Kamis, 03 September 2026 10:16:00 WIB

Fakultas Dakwah dan Komunikasi Gelar Sosialisasi Kampus Sehat

Siapa yang tidak ingin hidup sehat dalam mempersiapkan perkuliahan menyambut tahun ajaran baru? Sebuah kesadaran penting tentang kesehatan perlahan muncul di lingkungan Fakultas Dakwah dan Komunikasi (FDK) UIN Sunan Kalijaga, Yogyakarta, Kamis(3/9). Pertemuan awal semester (kick-off meeting) di  ARTOTEL Suite Bianti Yogyakarta yang biasa digelar untuk mematangkan persiapan akademis, kali ini juga diwarnai oleh refleksi mendalam mengenai pentingnya menjaga kesehatan fisik dan mental untuk sivitas akademika kampus .

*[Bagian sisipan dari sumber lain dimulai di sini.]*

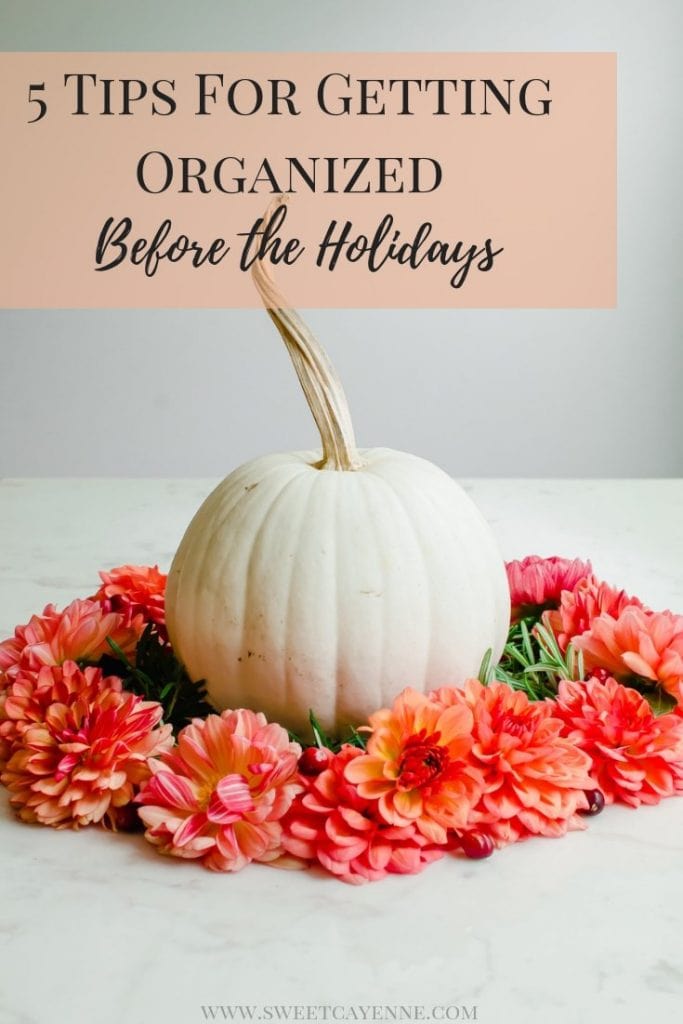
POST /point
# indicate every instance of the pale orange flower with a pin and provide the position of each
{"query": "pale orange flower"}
(26, 700)
(79, 634)
(135, 590)
(637, 757)
(534, 777)
(637, 642)
(418, 765)
(85, 758)
(579, 607)
(219, 796)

Inisiasi mewujudkan lingkungan akademis yang lebih segar ini digulirkan melalui sosialisasi program Kampus Sehat oleh Klinik Pratama UIN Sunan Kalijaga. Dalam pemaparannya, dr. Diana Rismani dari Klinik Pratama UIN Sunan Kalijaga mengingatkan kembali pentingnya kesadaran kolektif untuk menjaga kesehatan di lingkungan kerja. Ia menyoroti pentingnya penerapan pilar-pilar kampus sehat, mulai dari pengelolaan sampah yang disiplin, penyediaan makanan sehat di kantin, hingga kawasan tanpa asap rokok. Dr. Diana secara khusus mengajak FDK untuk menjadi pelopor dalam gerakan ini.

dr. Diana menambahkan melalui pemaparan bertema Dosen Sehat, Perguruan Tinggi Hebat, menekankan pentingnya penerapan konsep Kampus Sehat sebagai investasi sumber daya manusia jangka panjang. Langkah ini tidak hanya mencakup pelayanan medis, tetapi juga pembentukan budaya hidup bersih, pola gizi seimbang, hingga perhatian pada kesehatan mental.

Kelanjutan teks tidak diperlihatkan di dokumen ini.